Cassoulet is a rich heritage recipe originating in southwestern France, slowly cooked for hours in traditional earthenware vessels called cassoles. It can be made with many types of meat, including duck, lamb, goose and pork and often paired with a garlic sausages. Although this dish requires several hours of slow cooking, it is incredibly worth the wait.
Some recipes require hours of hands-on preparation. And many are delicious.
This recipe uses a slow-cooker which makes the dish extremely convenient and equally delicious.
I love to make this with leftover meats (lamb, pork or chicken).
Slow Cook Lamb, Sausage and White Bean Cassoulet
1 tablespoons olive oil
1 1/2 cups chopped onion
1 cup diced celery
1 cup diced carrot
1 tablespoon chopped fresh thyme
6 garlic cloves, chopped
3 slices turkey bacon, diced
1 pound dried Great Northern beans
32-ounce reduced sodium chicken stock
2 cups water
1 bay leaf
1 teaspoon freshly ground black pepper
1 tablespoon tomato paste
4 ounces turkey kielbasa, sliced
8 ounces pre-cooked boneless leg of lamb, trimmed and cut into bite-sized pieces (substitute cooked chicken, pork or turkey — great for leftovers)
1 bunch kale, torn
Sliced baguette, brushed with olive oil and toasted in the oven
Heat a skillet over medium-high heat with olive oil.
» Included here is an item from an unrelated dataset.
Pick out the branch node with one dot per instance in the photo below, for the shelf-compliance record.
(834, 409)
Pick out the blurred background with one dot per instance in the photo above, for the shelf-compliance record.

Add onion and next 5 ingredients (through bacon); cook 10 minutes or until vegetables are tender. Put into a 6-quart electric slow cooker. Add beans, stock, and water. Cover and cook on LOW for 8 hours, HIGH for 4 hours.
During the last 30 minutes of cooking, add sliced sausage and cooked lamb (or other meat of choice, pork is traditional and chicken is very good as well).
Slice baguette into individual slices and brush with olive oil. Toast in the oven until crispy and set aside to garnish each serving.
Before serving, add washed and torn kale to the crock pot, stirring until it’s wilted. Sprinkle buttered breadcrumbs on the top before serving if you wish, although more often, I skip this step.